The cylinder is made of seven hollow tubes. Drilling holes into a semi-solid cylinder laminate was not an option. Making pivoting mechanisms using paper clips as an axle requires a bit of knowledge that is easily overlooked: paper clips are rarely round. The smaller ones usually have rectangular cross sections around a 16:19 aspect ratio. This results in a inner cylinder diameter that doesn't fit as tightly around the axle as a cylinder does, and if it does fit tightly, it doesn't spin easily.

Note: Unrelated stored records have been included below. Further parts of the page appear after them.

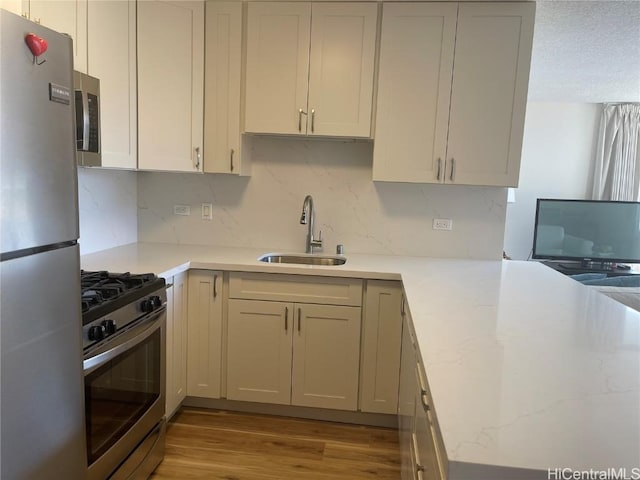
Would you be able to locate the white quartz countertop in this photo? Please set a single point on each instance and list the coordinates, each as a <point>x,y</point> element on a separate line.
<point>529,370</point>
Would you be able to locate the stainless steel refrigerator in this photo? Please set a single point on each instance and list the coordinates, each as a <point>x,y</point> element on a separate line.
<point>41,380</point>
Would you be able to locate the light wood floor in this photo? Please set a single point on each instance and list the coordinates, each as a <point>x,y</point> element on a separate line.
<point>211,444</point>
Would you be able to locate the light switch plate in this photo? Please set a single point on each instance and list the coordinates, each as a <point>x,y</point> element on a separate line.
<point>207,211</point>
<point>181,210</point>
<point>442,224</point>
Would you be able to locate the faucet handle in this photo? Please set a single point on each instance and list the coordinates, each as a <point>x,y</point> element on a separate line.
<point>317,242</point>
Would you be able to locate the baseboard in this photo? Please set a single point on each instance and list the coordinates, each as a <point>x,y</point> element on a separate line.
<point>341,416</point>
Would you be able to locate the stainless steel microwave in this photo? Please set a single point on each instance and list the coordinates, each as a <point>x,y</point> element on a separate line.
<point>87,99</point>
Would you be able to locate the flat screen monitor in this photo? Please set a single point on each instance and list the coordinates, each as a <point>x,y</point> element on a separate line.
<point>587,231</point>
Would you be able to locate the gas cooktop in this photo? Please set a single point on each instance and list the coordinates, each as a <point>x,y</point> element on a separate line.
<point>104,292</point>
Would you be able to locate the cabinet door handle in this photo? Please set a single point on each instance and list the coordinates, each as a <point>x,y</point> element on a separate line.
<point>425,401</point>
<point>197,157</point>
<point>416,453</point>
<point>300,113</point>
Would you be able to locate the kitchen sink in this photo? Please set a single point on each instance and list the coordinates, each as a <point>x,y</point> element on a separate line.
<point>302,259</point>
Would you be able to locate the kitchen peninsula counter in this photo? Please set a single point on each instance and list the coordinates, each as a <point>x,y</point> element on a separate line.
<point>530,372</point>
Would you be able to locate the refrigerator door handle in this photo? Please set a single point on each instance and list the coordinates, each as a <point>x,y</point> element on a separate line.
<point>85,121</point>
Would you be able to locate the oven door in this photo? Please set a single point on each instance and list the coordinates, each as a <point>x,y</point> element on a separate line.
<point>124,382</point>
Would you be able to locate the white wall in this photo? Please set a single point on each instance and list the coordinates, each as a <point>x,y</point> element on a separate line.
<point>557,162</point>
<point>264,210</point>
<point>108,213</point>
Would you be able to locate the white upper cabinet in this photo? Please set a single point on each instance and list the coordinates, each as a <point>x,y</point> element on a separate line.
<point>277,67</point>
<point>223,142</point>
<point>451,98</point>
<point>343,46</point>
<point>310,68</point>
<point>170,85</point>
<point>489,93</point>
<point>112,58</point>
<point>19,7</point>
<point>65,16</point>
<point>414,90</point>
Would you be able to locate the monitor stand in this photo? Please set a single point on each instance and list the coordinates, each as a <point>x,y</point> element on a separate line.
<point>587,265</point>
<point>574,268</point>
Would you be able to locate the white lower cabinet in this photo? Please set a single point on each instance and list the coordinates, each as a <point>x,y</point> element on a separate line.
<point>421,447</point>
<point>176,338</point>
<point>259,351</point>
<point>288,352</point>
<point>326,356</point>
<point>204,338</point>
<point>381,339</point>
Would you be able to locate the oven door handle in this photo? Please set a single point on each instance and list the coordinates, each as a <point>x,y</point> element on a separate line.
<point>134,336</point>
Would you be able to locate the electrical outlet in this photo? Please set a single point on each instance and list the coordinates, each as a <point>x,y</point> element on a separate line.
<point>442,224</point>
<point>207,211</point>
<point>181,210</point>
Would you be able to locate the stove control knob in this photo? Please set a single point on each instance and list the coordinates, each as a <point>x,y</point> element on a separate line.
<point>156,301</point>
<point>97,332</point>
<point>109,326</point>
<point>147,306</point>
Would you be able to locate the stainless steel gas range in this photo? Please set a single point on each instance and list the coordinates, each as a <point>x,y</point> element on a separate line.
<point>124,318</point>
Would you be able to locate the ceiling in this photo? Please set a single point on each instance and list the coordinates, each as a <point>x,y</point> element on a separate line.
<point>586,51</point>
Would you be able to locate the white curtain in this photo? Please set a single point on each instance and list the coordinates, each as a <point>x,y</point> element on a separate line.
<point>617,167</point>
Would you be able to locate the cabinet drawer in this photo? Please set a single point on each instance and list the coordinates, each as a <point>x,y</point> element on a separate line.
<point>427,422</point>
<point>296,288</point>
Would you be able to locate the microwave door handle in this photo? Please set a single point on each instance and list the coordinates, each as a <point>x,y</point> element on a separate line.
<point>150,326</point>
<point>85,121</point>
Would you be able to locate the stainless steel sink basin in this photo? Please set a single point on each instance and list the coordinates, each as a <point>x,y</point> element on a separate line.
<point>302,259</point>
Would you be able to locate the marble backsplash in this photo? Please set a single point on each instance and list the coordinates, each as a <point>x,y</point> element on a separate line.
<point>108,213</point>
<point>263,210</point>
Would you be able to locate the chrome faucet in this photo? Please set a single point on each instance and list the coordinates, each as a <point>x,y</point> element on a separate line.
<point>307,219</point>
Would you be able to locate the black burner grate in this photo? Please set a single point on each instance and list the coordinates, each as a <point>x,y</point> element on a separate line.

Also, paper clips are not always uniform in dimensions across multiple brands, so you may need to specially use one supplier source.

I took advantage of the size difference to make cylinders using smaller rods, resulting in a tighter fit when using a slightly larger rod. The bottom of the cylinder arm uses this to prevent it from swinging out freely.

Here's a detail of the individual components. The frame, held together with Loc-Tite, is a bit more sturdy than using regular Elmer's alone. The thin nature of the frame makes it vulnerable to deformation.

Here is the completed Ambassador revolver. Engraving was not a feasible option due to the fine width needed and lack of a solid substrate to implement it on. Printer paper doesn't quite work. The next best thing was to use a 0.30mm art pen and draw lightly. The small size allowed me to approximate the details since it would look quite dark and cluttered if every detail and line was inked in.